CaCo-2 cells were plated into six-well Nunc plates and transfected with ON-TARGETplus Non-targeting siRNA or Tsg101 siRNA, as detailed previously. Cells were incubated at 37°C, 5% CO2 for 3 d. Cells were washed in PBS, trypsinized and resuspended in antibiotic-free CaCo-2 growth media. A cell:matrix mix was prepared containing 5.8 × 104 CaCo-2 cells/ml, 0.02 M HEPES (pH 7.4), 1 mg/ml Collagen I (Inamed Biomaterials, Fremont, CA), and 40% Growth Factor Reduced BD Matrigel Matrix (BD Biosciences). The cell:matrix mix was plated into an eight-chamber slide, incubated at 37°C, 5% CO2 for 1 h to solidify, and overlaid with antibiotic-free CaCo-2 growth medium. Cysts were allowed to develop for 10 d at 37°C, 5% CO2, with media changed every 3–4 d. After a 10-d culture, cysts were washed in PBS, treated with 5U/ml Collagenase VII (Sigma-Aldrich) for 15 min, and fixed in 4% (wt/vol) PFA for 30 min at room temperature.

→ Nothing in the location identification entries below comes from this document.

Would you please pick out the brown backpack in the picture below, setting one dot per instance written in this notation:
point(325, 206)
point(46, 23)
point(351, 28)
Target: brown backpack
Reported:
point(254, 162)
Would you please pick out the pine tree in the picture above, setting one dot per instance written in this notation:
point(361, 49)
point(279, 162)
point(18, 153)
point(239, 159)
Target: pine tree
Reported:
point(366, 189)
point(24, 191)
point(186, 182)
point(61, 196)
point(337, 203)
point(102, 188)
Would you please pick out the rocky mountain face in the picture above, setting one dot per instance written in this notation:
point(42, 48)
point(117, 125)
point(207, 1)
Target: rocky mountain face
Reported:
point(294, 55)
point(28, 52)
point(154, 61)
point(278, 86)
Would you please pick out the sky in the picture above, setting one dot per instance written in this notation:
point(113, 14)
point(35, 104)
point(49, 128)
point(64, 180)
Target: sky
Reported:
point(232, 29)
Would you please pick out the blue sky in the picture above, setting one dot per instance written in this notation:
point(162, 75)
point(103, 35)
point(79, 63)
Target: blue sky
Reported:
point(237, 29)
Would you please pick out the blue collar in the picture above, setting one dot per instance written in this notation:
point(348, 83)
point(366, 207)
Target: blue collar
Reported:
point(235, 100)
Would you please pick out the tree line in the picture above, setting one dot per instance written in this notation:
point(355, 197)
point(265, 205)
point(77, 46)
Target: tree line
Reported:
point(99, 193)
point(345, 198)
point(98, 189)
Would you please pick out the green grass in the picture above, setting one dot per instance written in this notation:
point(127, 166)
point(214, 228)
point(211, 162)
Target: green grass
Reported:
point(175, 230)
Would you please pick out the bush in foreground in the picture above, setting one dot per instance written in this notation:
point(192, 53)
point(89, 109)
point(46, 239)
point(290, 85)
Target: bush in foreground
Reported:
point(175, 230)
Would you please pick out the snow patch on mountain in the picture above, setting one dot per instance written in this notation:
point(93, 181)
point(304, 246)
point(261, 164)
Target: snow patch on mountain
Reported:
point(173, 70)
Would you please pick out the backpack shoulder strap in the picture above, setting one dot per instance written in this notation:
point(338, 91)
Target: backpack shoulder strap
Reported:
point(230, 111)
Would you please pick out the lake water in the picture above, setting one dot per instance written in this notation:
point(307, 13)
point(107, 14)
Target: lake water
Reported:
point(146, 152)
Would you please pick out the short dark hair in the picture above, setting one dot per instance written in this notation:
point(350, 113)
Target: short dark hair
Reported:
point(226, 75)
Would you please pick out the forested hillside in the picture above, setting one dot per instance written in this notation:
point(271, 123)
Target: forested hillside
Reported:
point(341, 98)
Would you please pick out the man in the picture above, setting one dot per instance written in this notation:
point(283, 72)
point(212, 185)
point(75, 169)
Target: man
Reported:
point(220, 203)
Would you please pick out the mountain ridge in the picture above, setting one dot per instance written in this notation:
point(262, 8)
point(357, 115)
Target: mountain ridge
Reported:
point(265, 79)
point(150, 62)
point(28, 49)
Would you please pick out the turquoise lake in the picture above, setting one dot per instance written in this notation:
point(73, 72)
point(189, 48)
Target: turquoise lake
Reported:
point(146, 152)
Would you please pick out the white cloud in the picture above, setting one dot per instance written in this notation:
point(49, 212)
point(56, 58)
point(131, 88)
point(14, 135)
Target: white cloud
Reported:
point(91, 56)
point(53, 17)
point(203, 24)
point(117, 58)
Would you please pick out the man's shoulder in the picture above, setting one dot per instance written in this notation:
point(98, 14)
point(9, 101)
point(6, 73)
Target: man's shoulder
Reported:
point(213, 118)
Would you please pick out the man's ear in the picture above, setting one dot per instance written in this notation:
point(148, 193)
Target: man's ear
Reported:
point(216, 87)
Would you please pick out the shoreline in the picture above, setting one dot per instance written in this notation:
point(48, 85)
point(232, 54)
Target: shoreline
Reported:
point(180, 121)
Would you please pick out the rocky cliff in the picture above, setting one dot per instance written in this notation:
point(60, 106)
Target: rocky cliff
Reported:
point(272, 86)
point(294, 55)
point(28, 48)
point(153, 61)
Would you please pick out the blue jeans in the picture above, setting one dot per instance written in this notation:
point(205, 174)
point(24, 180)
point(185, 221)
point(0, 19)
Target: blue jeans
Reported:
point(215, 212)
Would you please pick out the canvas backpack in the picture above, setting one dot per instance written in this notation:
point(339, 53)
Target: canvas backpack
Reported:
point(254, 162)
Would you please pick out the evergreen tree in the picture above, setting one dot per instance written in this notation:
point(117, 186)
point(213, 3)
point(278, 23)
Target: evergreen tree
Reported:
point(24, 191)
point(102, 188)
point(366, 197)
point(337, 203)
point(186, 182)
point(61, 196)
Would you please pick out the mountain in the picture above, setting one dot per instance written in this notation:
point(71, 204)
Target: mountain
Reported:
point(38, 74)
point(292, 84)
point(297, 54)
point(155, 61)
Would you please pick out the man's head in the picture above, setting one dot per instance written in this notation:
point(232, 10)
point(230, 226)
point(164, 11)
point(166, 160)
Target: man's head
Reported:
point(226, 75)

Cysts were washed three times for 20 min with 1X wash buffer (10X stock, pH 7.4: 1.3 M sodium chloride, 70 mM dibasic heptahydrate sodium phosphate, 30 mM monobasic monohydrate sodium phosphate, 77 mM sodium azide, 1% [wt/vol] BSA, 2% [vol/vol] Triton-X 100, 0.4% [vol/vol] Tween-20; all Sigma-Aldrich). Cysts were incubated with blocking buffer (10% [vol/vol] FBS in 1X wash buffer) for 1 h at room temperature, and the incubated with primary antibodies diluted in blocking buffer overnight at 4°C. Cysts were washed three times for 20 min with 1X wash buffer and incubated with secondary antibodies diluted in blocking buffer for 1 h at room temperature. After a further three 20-min washes with 1X wash buffer, cysts were rinsed twice in PBS and postfixed in 4% (wt/vol) PFA for 30 min at room temperature. Cysts were washed three times for 5 min with PBS and incubated with DAPI (4 μg/ml) for 30 min at room temperature to stain the nuclei. After a final rinse in PBS, cysts were mounted in Mowiol (Calbiochem) and examined on a Zeiss LSM510 META laser-scanning confocal microscope (Welwyn Garden City, UK).
Dieter Gruenert, University of California–San Francisco, kindly provided the 16-HBE cells. The GP135 antibody was a gift from George Ojakian, SUNY Downstate Medical Center; EEA1 from Michael Clague, University of Liverpool, Liverpool, UK; and LAMP1 from Scott Lawrence, University College, London, UK. The pacAd5 CMV K-N pA shuttle vector was a gift from Beverly Davidson, University of Iowa, Iowa City, IA. Confocal microscopy was carried out in the University of Bath Bioimaging Suite, and we appreciate help received from Adrian Rogers. This work was supported by a Cancer Research UK project grant (C26932/A9548). Preliminary experiments were funded by Wellcome Trust (project grant 070085 to PW). A.D.C. was supported by an RCUK Academic Fellowship and L.F. by a BBSRC PhD studentship.